ATP Secretion and Metabolism in Regulating Pancreatic Beta Cell Functions and Hepatic Glycolipid Metabolism

Abstract

Diabetes (DM), especially type 2 diabetes (T2DM) has become one of the major diseases severely threatening public health worldwide. Islet beta cell dysfunctions and peripheral insulin resistance including liver and muscle metabolic disorder play decisive roles in the pathogenesis of T2DM. Particularly, increased hepatic gluconeogenesis due to insulin deficiency or resistance is the central event in the development of fasting hyperglycemia. To maintain or restore the functions of islet beta cells and suppress hepatic gluconeogenesis is crucial for delaying or even stopping the progression of T2DM and diabetic complications. As the key energy outcome of mitochondrial oxidative phosphorylation, adenosine triphosphate (ATP) plays vital roles in the process of almost all the biological activities including metabolic regulation. Cellular adenosine triphosphate participates intracellular energy transfer in all forms of life. Recently, it had also been revealed that ATP can be released by islet beta cells and hepatocytes, and the released ATP and its degraded products including ADP, AMP and adenosine act as important signaling molecules to regulate islet beta cell functions and hepatic glycolipid metabolism via the activation of P2 receptors (ATP receptors). In this review, the latest findings regarding the roles and mechanisms of intracellular and extracellular ATP in regulating islet functions and hepatic glycolipid metabolism would be briefly summarized and discussed.
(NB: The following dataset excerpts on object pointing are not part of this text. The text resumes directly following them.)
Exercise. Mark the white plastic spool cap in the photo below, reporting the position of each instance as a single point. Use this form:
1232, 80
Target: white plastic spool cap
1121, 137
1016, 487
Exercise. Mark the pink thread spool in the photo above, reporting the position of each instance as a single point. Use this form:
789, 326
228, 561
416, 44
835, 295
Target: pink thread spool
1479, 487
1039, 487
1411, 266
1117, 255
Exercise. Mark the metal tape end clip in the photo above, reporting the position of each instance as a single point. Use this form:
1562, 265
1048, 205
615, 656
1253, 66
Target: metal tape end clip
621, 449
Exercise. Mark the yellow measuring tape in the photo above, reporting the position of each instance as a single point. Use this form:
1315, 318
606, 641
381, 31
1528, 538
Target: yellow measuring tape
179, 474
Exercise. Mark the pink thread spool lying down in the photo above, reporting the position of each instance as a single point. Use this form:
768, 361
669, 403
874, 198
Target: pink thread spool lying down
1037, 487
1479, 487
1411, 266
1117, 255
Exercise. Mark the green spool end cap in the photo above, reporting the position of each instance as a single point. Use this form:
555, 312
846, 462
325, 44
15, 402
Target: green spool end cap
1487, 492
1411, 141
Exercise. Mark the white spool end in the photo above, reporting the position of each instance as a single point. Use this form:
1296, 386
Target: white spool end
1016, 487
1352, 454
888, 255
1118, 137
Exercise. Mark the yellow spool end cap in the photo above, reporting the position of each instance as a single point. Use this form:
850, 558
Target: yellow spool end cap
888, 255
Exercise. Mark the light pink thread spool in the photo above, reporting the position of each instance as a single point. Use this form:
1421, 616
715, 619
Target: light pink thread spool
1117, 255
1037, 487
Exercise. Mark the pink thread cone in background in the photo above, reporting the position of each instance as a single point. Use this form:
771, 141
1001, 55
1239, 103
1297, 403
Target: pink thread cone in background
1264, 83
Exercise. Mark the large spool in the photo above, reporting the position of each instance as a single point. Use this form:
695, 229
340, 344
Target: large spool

Keywords: ATP; glucolipid metabolism; insulin secretion; mitochondrial dysfunction; purinergic P2 receptor.

FIGURE 1

Metabolism of extracellular ATP and its biological functions. ATP is synthesized and then secreted from the cells through CX or PANX channels. Extracellular ATP can be degraded into ADP and AMP by the catalysis of E-NTPDases, APs and E-NPPs. AMP can be further hydrolysed into adenosine by APs or E-5′NT. P1 receptors can be activated by adenosine and promote its influx into the cell. Nucleotides existing in the extracellular also activate P2 receptors, including P2X and P2Y receptors, with the induction of Ca²⁺-CaM signal pathways or G-protein-PLC mediated activation of PI3K, or other biological regulations. Aden, adenosine. APs, alkaline phosphatases. CaM, calmodulin. CaN, Calcineurin. CX, connexin channels. E-5′NT, ecto-5′-nucleotidase. E-NTPDases, ecto-nucleoside triphosphate diphosphohydrolases. E-NPPs, ectonucleotide pyrophosphatase and phosphodiesterases. P1, P1 receptors. P2X, P2X receptors. P2Y, P2Y receptors. PANX, pannexin channels. PI3K, phosphatidylinositol 3-kinase. PLC, phospholipase C.

FIGURE 2

FAM3A is a novel target for treating diabetes and NAFLD. FAM3A is a new mitochondrial protein that enhances ATP production and release in pancreatic β cells and hepatocytes. In physiological condition, FAM3A-ATP-P2R signaling pathway plays important roles in controlling PDX-1 and insulin expressions in pancreatic β cells, and suppressing gluconeogenesis and lipogenesis independent of insulin in liver. Under diabetic condition, inhibition of FAM3A-ATP-P2R signaling pathway causes pancreatic β dysfunctions, and increases hepatic gluconeogenesis and lipogenesis. Clearly, activating FAM3A-ATP-P2R signaling pathway represents a novel strategy for treating T2DM and NAFLD. Akt, protein kinase B; ATP, adenosine triphosphate; FFAs, free fatty acids; NAFLD, non-alcoholic fatty liver disease. P2R, purinergic P2 receptors (ATP, ADP and UTP as ligands); PDX-1, pancreatic and duodenal homeobox 1.